We know that women take a salary hit for taking time off to raise kids. We know women pay more to dry-clean even very basic items like white shirts. Now AOL’s Motley Fool takes a closer look at some of those numbers and adds them all up into one horrifying figure: It costs $849,000 over the course of a lifetime just to be a woman.
Here are some of the reasons why:
– Women usually pay about 30% more than men in health-insurance premiums. The gap adds up to about $44,000 between college graduation and Medicare eligibility.
– Women take more time away from work, and it’s not just to have children. Women also step away to care for elderly parents, for example. If a woman making $40,000 takes two years off over the course of her life, that’s $80,000 gone — and less Social Security to show for it, too.
– Women live an average of five years longer than month. Estimating $3,500 a month to cover costs, that’s more than $200,000 in extra retirement savings required.
Some of these cost disparities don’t have an easy fix.

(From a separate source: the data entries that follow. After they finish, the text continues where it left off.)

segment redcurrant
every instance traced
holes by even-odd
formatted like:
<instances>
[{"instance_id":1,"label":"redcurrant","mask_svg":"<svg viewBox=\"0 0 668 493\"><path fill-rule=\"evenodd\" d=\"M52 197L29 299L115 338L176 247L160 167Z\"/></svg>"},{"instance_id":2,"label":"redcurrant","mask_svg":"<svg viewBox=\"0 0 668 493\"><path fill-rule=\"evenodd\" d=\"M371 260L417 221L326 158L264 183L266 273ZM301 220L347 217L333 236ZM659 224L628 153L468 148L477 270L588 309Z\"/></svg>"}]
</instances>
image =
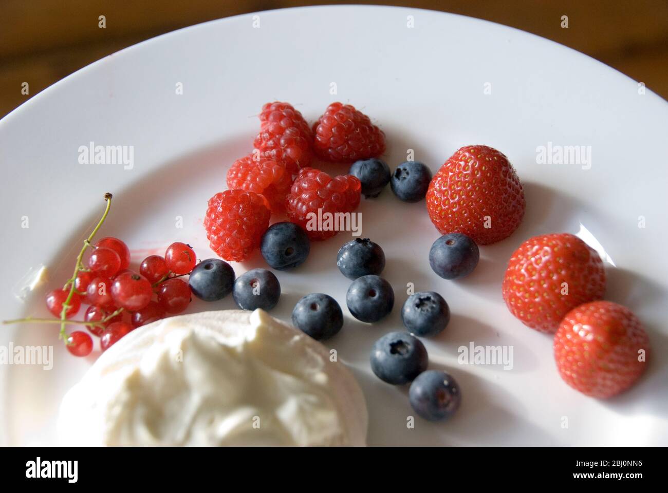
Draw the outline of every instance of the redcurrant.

For example, taking time off work is always going to cost money. (In exchange, of course, you get time with family and other intangibles.) The only way that could become equitable would be if men or the government step in to do some of that care-taking work.
But others are more straightforward, and therefore more straightforwardly infuriating. When Marie Claire looked at the issue of gender disparities in pricing a few months ago, for example, they calculated that American women pay $151 billion in markups a year on everything from haircuts to health insurance. Sigh. How’s that retirement fund coming along?